Not using STATIC_ASSERT in the current stable release makes the
STATIC_ASSERT macro definition *dead code* in edk2 proper. I understand
that edk2 is a "kit", and quite explicitly caters to out-of-tree
platforms. That's not a positive trait of edk2 however; it's a negative
one, in my judgement. Whatever we add to the core of edk2, we should
exercise as diligently as we can *inside* of edk2.

> In case they notice it does not work for them they will have 3 months
> grace period to report it to us and consider making a change.

That is what the feature freezes are for. The feature is reviewed before
the soft feature freeze, merged (at the latest) during the soft feature
freeze, and bugs can still be fixed during the hard feature freeze. The
community is expected to test diligently during the hard feature freeze.
Perhaps we should extend the hard feature freeze.

My problem is not that the change is not "in your face". I'm all for
avoiding regressions.
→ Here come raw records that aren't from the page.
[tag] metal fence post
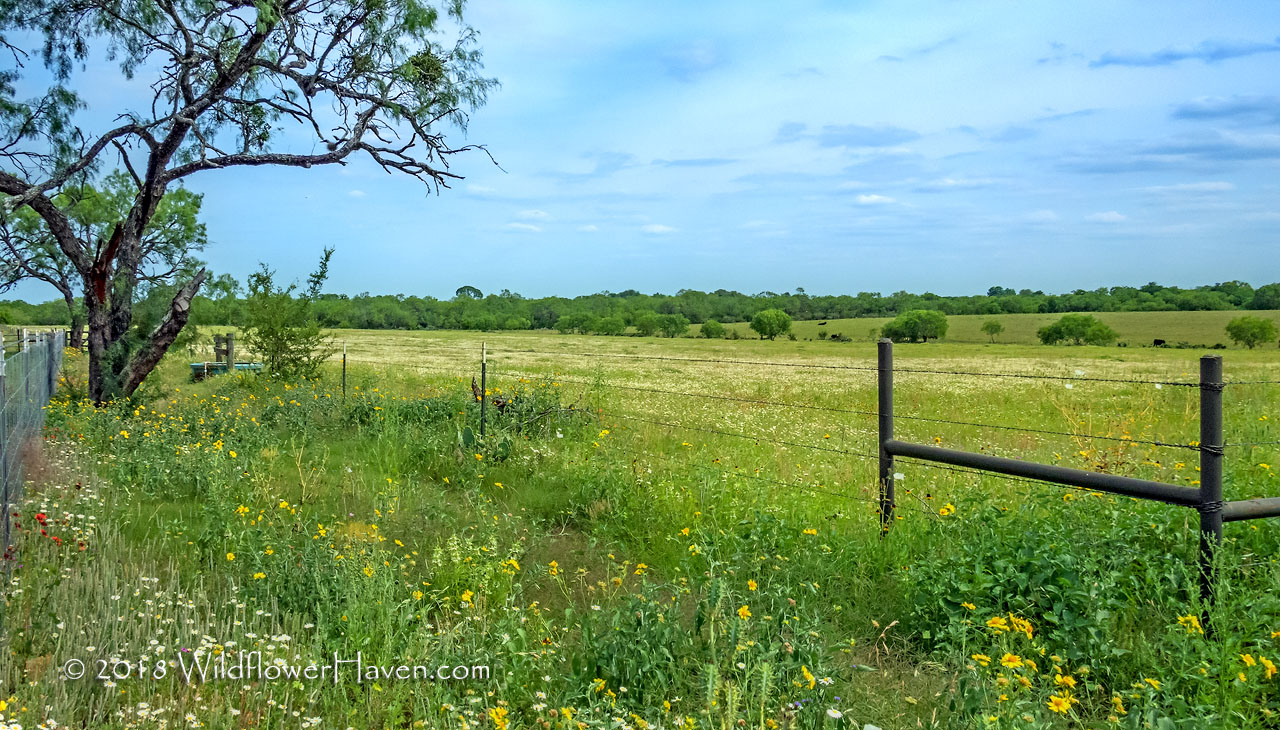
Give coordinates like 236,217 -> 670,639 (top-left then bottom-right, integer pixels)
342,342 -> 347,401
22,331 -> 30,409
877,338 -> 895,533
1198,354 -> 1224,625
480,341 -> 487,438
46,332 -> 57,396
0,332 -> 8,549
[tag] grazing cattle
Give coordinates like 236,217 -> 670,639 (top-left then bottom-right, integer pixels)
1153,338 -> 1166,347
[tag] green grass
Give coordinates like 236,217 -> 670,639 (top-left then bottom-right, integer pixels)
4,332 -> 1280,728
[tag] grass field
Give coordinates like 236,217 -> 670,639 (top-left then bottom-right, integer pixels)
3,330 -> 1280,728
706,309 -> 1280,347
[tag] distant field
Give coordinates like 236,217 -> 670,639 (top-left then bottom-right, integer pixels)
706,309 -> 1280,348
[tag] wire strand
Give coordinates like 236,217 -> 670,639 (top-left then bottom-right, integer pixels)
599,409 -> 881,461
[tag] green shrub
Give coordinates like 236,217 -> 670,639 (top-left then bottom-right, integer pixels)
241,248 -> 335,378
881,310 -> 948,342
1037,313 -> 1118,345
749,308 -> 791,340
1225,315 -> 1277,349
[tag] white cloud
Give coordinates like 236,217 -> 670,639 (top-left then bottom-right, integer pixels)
577,224 -> 599,232
742,220 -> 775,229
505,222 -> 542,232
466,184 -> 496,194
641,224 -> 677,234
856,194 -> 895,205
348,190 -> 366,198
518,209 -> 549,220
1141,181 -> 1235,193
1025,209 -> 1059,223
1085,211 -> 1127,223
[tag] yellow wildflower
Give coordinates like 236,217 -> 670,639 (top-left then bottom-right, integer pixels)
1047,695 -> 1071,714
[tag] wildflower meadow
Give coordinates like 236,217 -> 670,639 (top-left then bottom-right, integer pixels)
2,332 -> 1278,729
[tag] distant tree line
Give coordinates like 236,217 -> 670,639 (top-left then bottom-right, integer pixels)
3,280 -> 1278,332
My problem is that the code is dead and untestable
without platform changes, even though it could be put to great use in
core code at once. If you think that's too risky, this close to the
stable tag, then one solution is to resubmit at the beginning of the
next development cycle (again with additional patches that utilize the
STATIC_ASSERT macro at once). Developers will then have close to three
months to report and fix issues.

Another solution would be to conditionally keep VERIFY_SIZE_OF, vs.
using STATIC_ASSERT, for expressing the build-time invariants. The
default would be STATIC_ASSERT. Should it break, people could
immediately switch back to VERIFY_SIZE_OF, without disruption to their
workflows.

We've done similar things in OvmfPkg in the past. For example:
- USE_LEGACY_ISA_STACK (commit a06810229618 / commit 562688707145),
- USE_OLD_BDS (commit 79c098b6d25d / commit dd43486577b3),
- USE_OLD_PCI_HOST (commit 4014885ffdfa / commit cef83a3050e5).

> This will also give them 3 months grace period of VERIFY_SIZE_OF macro
> removal in favour of STATIC_ASSERT. Making the change now will let
> people do seamless transition to the new feature and will avoid
> obstacles you are currently trying to create.

Please stop making claims in bad faith. I'm not trying to "create
obstacles". I'm a fan of STATIC_ASSERT. I'm not a fan of dead code.

> Thus STATIC_ASSERT usage and VERIFY_SIZE_OF removal must both be
> separate patchsets with potentially separate BZs.
>
> Thanks for understanding,

Why are you presenting this as a done deal? The v2 patch was submitted
three days ago, IIUC.

Also, I wish we could have this discussion without condescension.